Question

What is the maximum vertical distance between the line y = x + 30 and the parabola y = x2 for −5 ≤ x ≤ 6?

Answer 1

vertical distance implies maximize \(|y_1-y_2|\) where \(y_1=x+30\text{ and }y_2=x^2\)

Answer 2

I plug in y1 and y2 to |y1-y2|?

Answer 3

what class are you in? are you taking calculus?

Answer 4

Yes I'm taking calculus

Answer 5

so \(x+30 - x^2\) is the function you want to maximize in the interval \(5 \le x \le 6\), right?

Answer 6

Yes

Answer 7

and \(x+30 \ge x^2\) in the interval \(-5\le x\le 6\) right?
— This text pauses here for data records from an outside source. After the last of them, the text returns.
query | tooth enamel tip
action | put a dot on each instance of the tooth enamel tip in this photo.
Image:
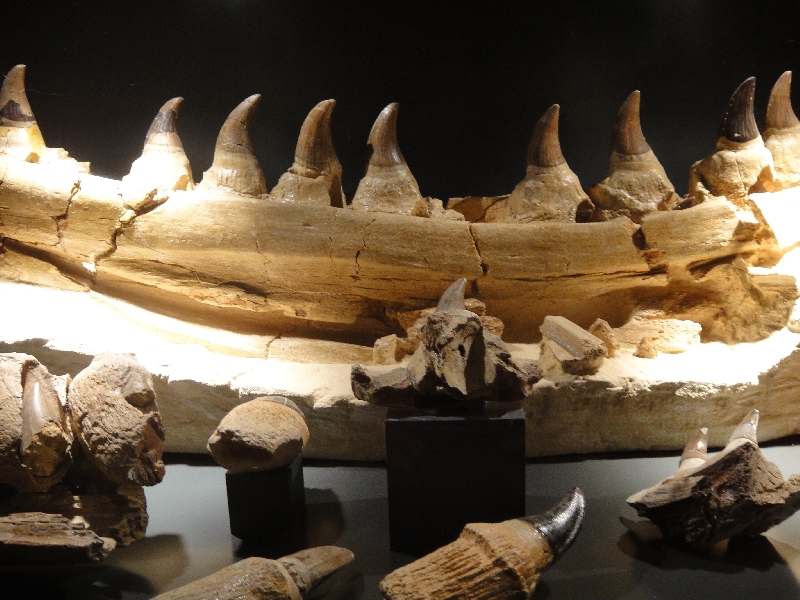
(747, 428)
(780, 114)
(310, 567)
(453, 297)
(383, 139)
(627, 137)
(561, 524)
(544, 149)
(738, 123)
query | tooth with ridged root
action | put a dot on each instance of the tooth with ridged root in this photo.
(550, 190)
(163, 164)
(388, 185)
(637, 183)
(20, 136)
(235, 167)
(316, 175)
(782, 136)
(741, 163)
(491, 560)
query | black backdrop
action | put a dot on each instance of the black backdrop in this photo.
(471, 81)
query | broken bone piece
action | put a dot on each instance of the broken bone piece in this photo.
(388, 185)
(263, 434)
(235, 167)
(637, 183)
(782, 136)
(568, 348)
(316, 175)
(163, 164)
(550, 190)
(288, 578)
(736, 492)
(20, 136)
(116, 419)
(491, 560)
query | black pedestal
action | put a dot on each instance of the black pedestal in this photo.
(266, 505)
(445, 472)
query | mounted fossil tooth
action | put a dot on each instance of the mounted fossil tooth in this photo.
(235, 167)
(20, 136)
(782, 136)
(388, 185)
(288, 578)
(491, 560)
(550, 190)
(316, 175)
(637, 183)
(163, 163)
(741, 163)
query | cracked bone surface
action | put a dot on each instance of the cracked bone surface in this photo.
(637, 183)
(288, 578)
(550, 190)
(736, 492)
(491, 560)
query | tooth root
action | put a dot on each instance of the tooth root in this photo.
(235, 167)
(308, 568)
(738, 123)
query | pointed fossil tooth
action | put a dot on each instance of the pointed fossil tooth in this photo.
(310, 567)
(491, 560)
(163, 163)
(388, 185)
(316, 175)
(19, 134)
(235, 167)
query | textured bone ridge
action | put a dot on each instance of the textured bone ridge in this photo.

so take the derivative set it equal to 0 and see if that x is in your interval. if it is, then that's the max (you should check to make sure it is a max but it will be).

Answer 8

once you know the value of x, plug it into the distance function \(\left(-x^2+x+30\right)\) and then you'll have the max distance.

Answer 9

I found my inverse which is: -2x+1 right? And I equal it to zero and I got x=1/2
Then I plugged it in the formula and I got 30.75?

Answer 10

there you go! except it should be 30.5 - .25 = 30.25